Life is changing quickly around our house and I believe that means I need to get back to documenting it for us!

Let me catch you up on the fun-filled events of 2015 thus far...

January: Logan showed some extreme behavior issues that got so bad we were asked to leave preschool... abruptly. It took almost 2 weeks to get him back into a place and we ultimately ended up in a M-F Mother's Day Out in a neighborhood church. We are pretty open about the fact we have Logan in Play Group Therapy and he has been 3-times confirmed with ADHD. We are in the middle of figuring out our treatment options with him and he stars Pre-K in June..

February: Oh Hi - unexpected pregnancy! Even with a Paragaurd IUD - I confirmed I was pregnant on February 3rd.. (at this point I am 14 weeks and it could be a girl..)
Let's also replace our entire A/C system in the house since it was old as dirt...

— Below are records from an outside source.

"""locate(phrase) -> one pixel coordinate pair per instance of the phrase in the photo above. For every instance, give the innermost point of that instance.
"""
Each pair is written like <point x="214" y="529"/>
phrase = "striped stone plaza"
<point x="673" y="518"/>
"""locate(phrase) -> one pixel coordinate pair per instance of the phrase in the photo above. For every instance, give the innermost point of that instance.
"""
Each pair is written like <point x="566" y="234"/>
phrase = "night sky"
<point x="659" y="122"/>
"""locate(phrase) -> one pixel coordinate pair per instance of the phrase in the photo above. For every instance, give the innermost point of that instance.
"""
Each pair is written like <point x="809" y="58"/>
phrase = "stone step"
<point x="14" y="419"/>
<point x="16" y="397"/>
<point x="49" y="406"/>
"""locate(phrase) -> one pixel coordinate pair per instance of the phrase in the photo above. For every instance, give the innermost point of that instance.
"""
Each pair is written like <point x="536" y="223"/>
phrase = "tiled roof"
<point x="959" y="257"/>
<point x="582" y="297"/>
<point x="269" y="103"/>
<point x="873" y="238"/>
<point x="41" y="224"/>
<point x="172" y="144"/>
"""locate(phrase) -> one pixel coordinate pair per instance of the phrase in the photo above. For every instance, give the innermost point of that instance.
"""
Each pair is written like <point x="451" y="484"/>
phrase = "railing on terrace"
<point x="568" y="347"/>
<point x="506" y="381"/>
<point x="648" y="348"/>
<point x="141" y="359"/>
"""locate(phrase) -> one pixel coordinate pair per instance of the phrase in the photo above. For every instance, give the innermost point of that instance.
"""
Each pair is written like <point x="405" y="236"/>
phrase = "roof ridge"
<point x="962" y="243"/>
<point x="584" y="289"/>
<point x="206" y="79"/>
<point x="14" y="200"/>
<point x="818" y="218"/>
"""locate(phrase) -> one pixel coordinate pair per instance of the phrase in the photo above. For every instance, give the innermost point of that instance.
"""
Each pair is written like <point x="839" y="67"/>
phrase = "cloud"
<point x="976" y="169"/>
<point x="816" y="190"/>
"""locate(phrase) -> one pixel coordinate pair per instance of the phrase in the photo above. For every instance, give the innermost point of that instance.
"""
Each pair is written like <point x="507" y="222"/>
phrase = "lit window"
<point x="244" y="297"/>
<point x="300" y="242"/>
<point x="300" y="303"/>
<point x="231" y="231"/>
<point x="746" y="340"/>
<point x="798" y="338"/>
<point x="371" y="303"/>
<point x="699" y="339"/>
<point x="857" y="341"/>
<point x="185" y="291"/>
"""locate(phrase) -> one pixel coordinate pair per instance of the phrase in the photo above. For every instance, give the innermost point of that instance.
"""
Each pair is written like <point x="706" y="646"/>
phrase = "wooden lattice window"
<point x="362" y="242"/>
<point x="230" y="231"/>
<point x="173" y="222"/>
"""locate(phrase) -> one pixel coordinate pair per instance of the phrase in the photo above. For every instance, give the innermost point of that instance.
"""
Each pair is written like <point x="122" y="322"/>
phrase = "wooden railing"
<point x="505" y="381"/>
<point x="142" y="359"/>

March: The pool house (which makes us sound more glamorous than we are) is having flooring issues with the hardwoods. Come to find out there is moisture on the slab and the wood buckled. It even has mildew on the bottom of the boards. Now we have to rip it all out, put down a moisture barrier, and replace with porcelain tile. I guess I'll just be happy I can pull some strings on getting the tile cheap...

April: Well we are only 8 days in so let's just cross our fingers we have a less stressful month. Lee and I are headed to Naples, FL on the 15th to celebrate our 10 year wedding anniversary. We originally planned Napa but... pregnant... so it's beach and a private cabana instead!

Otherwise I can be happy we are all healthy and happy. Work is hectic but I am sure it feels worse based on the stresses we are feeling at home. I am trying to say my prayers and be thankful for the good things in life.

If I don't do that, I would just lose my mind!